Between the Tuck Rule, that loss, Al Davis’ constant off field drama in the last decade of his life, and a buddy who insists to this day the NFL is rigged for gambling purposes, my fandom faded for a few years until I fell in love with the Texans. While I’m not nearly as “emotionally ruled” by the outcome of the game, like Chris mentioned and I had been in the past, I’d be lying if I didn’t admit the way a Texans game plays out either brightens or darkens my day a little bit.
I’ve been an Astros fan since I was old enough to know what baseball was, and seeing them finally win the World Series was utterly amazing. Watching the Raiders do it when I rooted for them was also really cool. Now, the sports fan part of me wants nothing more than to hear the words “Your World Champion Houston Texans.”
At 13 years old, seeing J.J. Watt pick off Andy Dalton in the playoffs was epic. I still remember that day very well. Nothing could bring me down.

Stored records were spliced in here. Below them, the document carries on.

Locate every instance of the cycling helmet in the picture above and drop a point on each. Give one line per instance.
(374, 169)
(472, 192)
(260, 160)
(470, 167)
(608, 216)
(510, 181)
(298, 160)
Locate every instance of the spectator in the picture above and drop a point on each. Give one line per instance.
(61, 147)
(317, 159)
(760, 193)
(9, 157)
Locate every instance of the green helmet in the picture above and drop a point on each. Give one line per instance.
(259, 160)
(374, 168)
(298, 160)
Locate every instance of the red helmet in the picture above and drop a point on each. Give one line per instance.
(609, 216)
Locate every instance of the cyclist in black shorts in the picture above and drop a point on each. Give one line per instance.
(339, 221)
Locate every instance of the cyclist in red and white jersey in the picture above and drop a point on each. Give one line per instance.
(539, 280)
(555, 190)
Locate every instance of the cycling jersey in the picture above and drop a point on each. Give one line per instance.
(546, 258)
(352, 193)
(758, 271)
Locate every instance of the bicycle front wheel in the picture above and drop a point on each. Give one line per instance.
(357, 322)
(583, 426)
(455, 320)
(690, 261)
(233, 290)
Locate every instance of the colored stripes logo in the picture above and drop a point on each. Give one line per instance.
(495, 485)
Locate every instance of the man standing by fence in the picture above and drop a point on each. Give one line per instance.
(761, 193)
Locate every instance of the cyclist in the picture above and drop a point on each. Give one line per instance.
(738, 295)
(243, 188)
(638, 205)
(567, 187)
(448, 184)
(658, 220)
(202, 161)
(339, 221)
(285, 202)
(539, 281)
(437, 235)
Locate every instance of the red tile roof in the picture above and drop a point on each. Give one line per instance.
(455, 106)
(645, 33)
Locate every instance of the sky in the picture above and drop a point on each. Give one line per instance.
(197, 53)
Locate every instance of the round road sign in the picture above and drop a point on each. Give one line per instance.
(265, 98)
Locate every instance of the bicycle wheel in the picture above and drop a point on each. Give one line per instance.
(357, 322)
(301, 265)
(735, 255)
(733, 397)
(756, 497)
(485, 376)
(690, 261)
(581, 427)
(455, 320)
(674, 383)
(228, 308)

Then, in high school, I remember when the team would have embarrassing losses to the likes of the Falcons and Dolphins. I cannot remember a time where I was more frustrated as a fan. Losing by 30 at home in the playoffs was brutal.
However, in college, once I became a journalist, I began to see my teams from a more objective point of view. I see losses not evoking as much emotion as they would when I was younger. When the Texans lost to the Chiefs in January, I was incredibly frustrated, but not as much as I was when they lost to them in the playoffs with Brian Hoyer at quarterback. When the team traded DeAndre Hopkins, I saw it from a business perspective and less from an emotional perspective. Don’t get me wrong; I’m still salty that O’Brien traded away Hopkins, regardless of the returning compensation. However, I see it from a more objective point of view and I understand it more than I would if I were a kid.
Growing up, football was instilled in me like a baby bird learns to fly. My dad taught me everything he knew about football and had me wearing football pads during Halloween. As a kid, football was me copycatting my dad and embracing a family love of football. My earliest memory of my intense fandom was when I was gifted a chessboard where all of the pieces were football players. While watching a real game, between plays I would line the players up and reenact the play that just occurred. Now, instead of reenacting the players with chess pieces, I break down plays with video and words on BRB.
For the Texans in particular, my fandom really developed in two parts. First, going to Texans games with my dad every Sunday during the season was as sacred as anything could be for a kid. That was our time and I miss going to games.
I played into high school, where I was not very good but knew exactly what was happening. My fandom was crystallized when I started calling out plays before they happened during the Gary Kubiak era. Frankly, there were only five or six plays to choose from, but when you start “seeing” the game, it becomes a whole lot of fun.
The second part where my fandom grew was as a freshman in college. I was placed in a unique program where I was attending both Austin Community College and UT at the same time. Going from the prestige of the UT campus to ACC, which was built over a former high school, was thoroughly difficult for me. Not a single thing against anyone who attended a community college - I learned more about myself and other people that year than ever before. But the only way I could get through that 30-minute walk was by listening to Marc Vandermeer and the Houston Texans’ broadcast crew. It connected me to home, but also grew my connection to the Texans.
What do you have to say about how your fandom has changed? I put the question to you, BRB, to address in any manner you feel.